Aspen University
- Type: Private for-profit online university
- Established: 1987
- Budget: $67.0 million
- President: Cheri St. Arnauld
- Students: 3,511 (fall 2024)
- Location: Phoenix, Arizona, United States
- Website: www.aspen.edu

= Aspen University =

US for-profit online university

Aspen University is a private for-profit online university with its headquarters in Phoenix, Arizona. It was established in 1987. Aspen University offers undergraduate and graduate degrees.

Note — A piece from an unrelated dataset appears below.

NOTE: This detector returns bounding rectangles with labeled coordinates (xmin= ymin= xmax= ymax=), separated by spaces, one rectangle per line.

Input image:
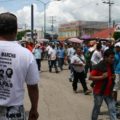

The university is owned by the Aspen Group, Inc. a publicly held, for-profit postsecondary education company headquartered in New York City. It owns two accredited universities, Aspen University and United States University. Aspen Group, Inc. is publicly traded over the counter under the symbol ASPU. In 2023, ASPU voluntarily delisted from the New York Stock Exchange.

==History==
The university was founded during the 1960s as the International Academy. In 1987, the International Academy established the Information Institute and changed the school's name to the International School of Information Management (ISIM), focusing on emerging information technologies. In 2003, ISIM changed its name to Aspen University. Patrick Spada was the founder of Aspen University and Served as its chairman and CEO until 2011. David Lady was the school President under Spada between 2008 and 2011.

Effective March 12, 2014, Aspen University's RN to BSN Program received CCNE accreditation.

In 2021, Aspen University in Arizona had nursing exam pass rates that were below the state standards. In 2022, students filed a class action suit, claiming the school had violated Arizona's Consumer Fraud Act.

In 2022, Aspen University suspended new enrollments to its pre-licensure nursing programs in Florida, Georgia, Tennessee and Texas.

==Accreditation==

Aspen University is accredited by the Distance Education Accrediting Commission (DEAC).

The baccalaureate and master's degree in nursing at Aspen University is accredited by the Commission on Collegiate Nursing Education (http://www.aacn.nche.edu/ccne-accreditation).

Aspen University has been reviewed and approved as a provider of project management training by the Project Management Institute (PMI).

Aspen University's Bachelor's & Master's degrees in Psychology of Addiction and Counseling are approved by the National Association for Alcoholism and Drug Abuse Counselors (NAADAC).

The Colorado Commission on Higher Education (CCHE) has authorized Aspen University to operate in Colorado as a private university under the Degree Authorization Act.

==Faculty==
Aspen University has 34 full-time instructors and 345 part-time instructors for 9,563 students.